DIGITAL LIBRARY
AN INVESTIGATION OF DESIGN FEATURES FOR INVERTED CLASSROOM SUPPORT TECHNOLOGY
The Pennsylvania State University (UNITED STATES)
About this paper:
Appears in: EDULEARN14 Proceedings
Publication year: 2014
Pages: 6271-6280
ISBN: 978-84-617-0557-3
ISSN: 2340-1117
Conference name: 6th International Conference on Education and New Learning Technologies
Dates: 7-9 July, 2014
Location: Barcelona, Spain
Abstract:
New technologies and teaching approaches are having enormous effects on education practices. The inverted classroom has emerged as an exciting unconventional approach to structuring a classroom environment to enhance active learning. This model allows instructors to provide engaging content but also to cater to different learning styles by reserving more classroom time for interaction and problem-solving. Many learning responsibilities are correspondingly shifted to the student, which leads to a sense of autonomy. The implementation of the inverted classroom pedagogy varies depending on the instructor, learning objectives, activities, content, and available teaching resources. Instructors use whatever technologies are provided to enable and complement this pedagogy; however, there is a lack of standard design features for a tool solely devoted to this teaching method.
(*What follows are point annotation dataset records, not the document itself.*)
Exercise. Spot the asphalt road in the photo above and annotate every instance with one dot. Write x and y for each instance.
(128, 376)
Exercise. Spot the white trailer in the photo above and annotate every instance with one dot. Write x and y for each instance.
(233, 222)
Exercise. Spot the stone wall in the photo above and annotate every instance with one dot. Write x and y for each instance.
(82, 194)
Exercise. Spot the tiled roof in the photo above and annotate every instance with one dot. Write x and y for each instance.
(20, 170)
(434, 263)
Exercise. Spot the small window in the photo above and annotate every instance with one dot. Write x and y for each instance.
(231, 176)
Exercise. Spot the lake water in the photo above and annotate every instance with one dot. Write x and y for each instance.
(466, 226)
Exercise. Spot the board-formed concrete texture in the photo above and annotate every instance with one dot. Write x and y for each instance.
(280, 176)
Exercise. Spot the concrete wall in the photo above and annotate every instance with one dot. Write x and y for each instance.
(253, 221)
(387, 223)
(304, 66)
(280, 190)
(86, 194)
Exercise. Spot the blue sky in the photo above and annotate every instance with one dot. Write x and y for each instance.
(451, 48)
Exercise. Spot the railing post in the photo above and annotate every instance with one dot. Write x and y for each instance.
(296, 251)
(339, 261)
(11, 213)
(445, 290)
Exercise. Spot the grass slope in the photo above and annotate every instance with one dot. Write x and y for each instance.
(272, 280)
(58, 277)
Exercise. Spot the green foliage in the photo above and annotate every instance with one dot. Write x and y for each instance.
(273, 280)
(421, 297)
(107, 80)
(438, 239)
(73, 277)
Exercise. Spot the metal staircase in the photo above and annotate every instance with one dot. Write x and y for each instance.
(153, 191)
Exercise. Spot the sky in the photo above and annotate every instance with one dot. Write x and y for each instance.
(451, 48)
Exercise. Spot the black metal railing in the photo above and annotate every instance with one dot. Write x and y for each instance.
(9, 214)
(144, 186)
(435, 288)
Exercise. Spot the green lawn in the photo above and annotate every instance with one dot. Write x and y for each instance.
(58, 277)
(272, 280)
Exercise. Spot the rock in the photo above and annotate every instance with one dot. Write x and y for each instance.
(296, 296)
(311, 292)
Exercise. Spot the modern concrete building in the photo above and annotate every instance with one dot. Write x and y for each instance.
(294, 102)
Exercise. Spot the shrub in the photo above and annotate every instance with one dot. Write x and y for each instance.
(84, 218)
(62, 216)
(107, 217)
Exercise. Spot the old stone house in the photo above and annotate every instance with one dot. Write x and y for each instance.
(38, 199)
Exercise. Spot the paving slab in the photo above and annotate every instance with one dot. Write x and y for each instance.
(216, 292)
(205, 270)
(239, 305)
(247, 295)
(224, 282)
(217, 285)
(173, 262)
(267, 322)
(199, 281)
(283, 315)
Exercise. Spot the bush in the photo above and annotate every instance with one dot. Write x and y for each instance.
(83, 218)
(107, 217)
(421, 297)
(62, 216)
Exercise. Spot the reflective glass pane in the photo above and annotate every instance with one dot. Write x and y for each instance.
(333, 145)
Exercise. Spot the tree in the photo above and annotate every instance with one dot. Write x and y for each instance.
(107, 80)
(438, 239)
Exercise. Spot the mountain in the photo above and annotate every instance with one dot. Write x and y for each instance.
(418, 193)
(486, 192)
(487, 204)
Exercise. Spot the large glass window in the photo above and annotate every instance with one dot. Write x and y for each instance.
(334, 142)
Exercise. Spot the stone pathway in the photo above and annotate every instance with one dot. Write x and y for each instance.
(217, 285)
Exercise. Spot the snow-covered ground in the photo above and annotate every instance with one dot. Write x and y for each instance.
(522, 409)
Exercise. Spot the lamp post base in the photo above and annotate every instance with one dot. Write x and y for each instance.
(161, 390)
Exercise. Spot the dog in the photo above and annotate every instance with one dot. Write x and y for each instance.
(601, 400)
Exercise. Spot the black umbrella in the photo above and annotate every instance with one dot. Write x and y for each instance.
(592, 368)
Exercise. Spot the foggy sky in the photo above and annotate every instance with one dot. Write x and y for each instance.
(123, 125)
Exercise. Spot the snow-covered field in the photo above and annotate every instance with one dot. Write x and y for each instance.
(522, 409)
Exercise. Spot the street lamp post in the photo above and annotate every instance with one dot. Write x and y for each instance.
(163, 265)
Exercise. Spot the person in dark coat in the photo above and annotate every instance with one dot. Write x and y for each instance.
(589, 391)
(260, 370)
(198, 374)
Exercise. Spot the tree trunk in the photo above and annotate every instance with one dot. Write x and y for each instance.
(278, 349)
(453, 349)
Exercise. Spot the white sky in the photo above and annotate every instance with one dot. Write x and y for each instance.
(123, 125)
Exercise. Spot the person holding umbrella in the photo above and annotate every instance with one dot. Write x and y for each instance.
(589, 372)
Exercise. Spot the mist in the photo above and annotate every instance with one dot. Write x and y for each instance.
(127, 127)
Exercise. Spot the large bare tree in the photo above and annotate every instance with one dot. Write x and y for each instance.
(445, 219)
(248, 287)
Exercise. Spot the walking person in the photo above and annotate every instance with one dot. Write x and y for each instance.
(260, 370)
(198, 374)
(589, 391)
Using interviews as a way to extract rich and detailed experiences from instructors who have implemented this pedagogy, and Activity Theory as an interpretive theoretical lens, I am investigating current practices surrounding inverted classrooms to (1) understand the phenomenon as a whole; and (2) elicit design requirements for a technology that best supports this pedagogy.
Keywords:
Inverted classroom, flipped classroom, active learning, online education.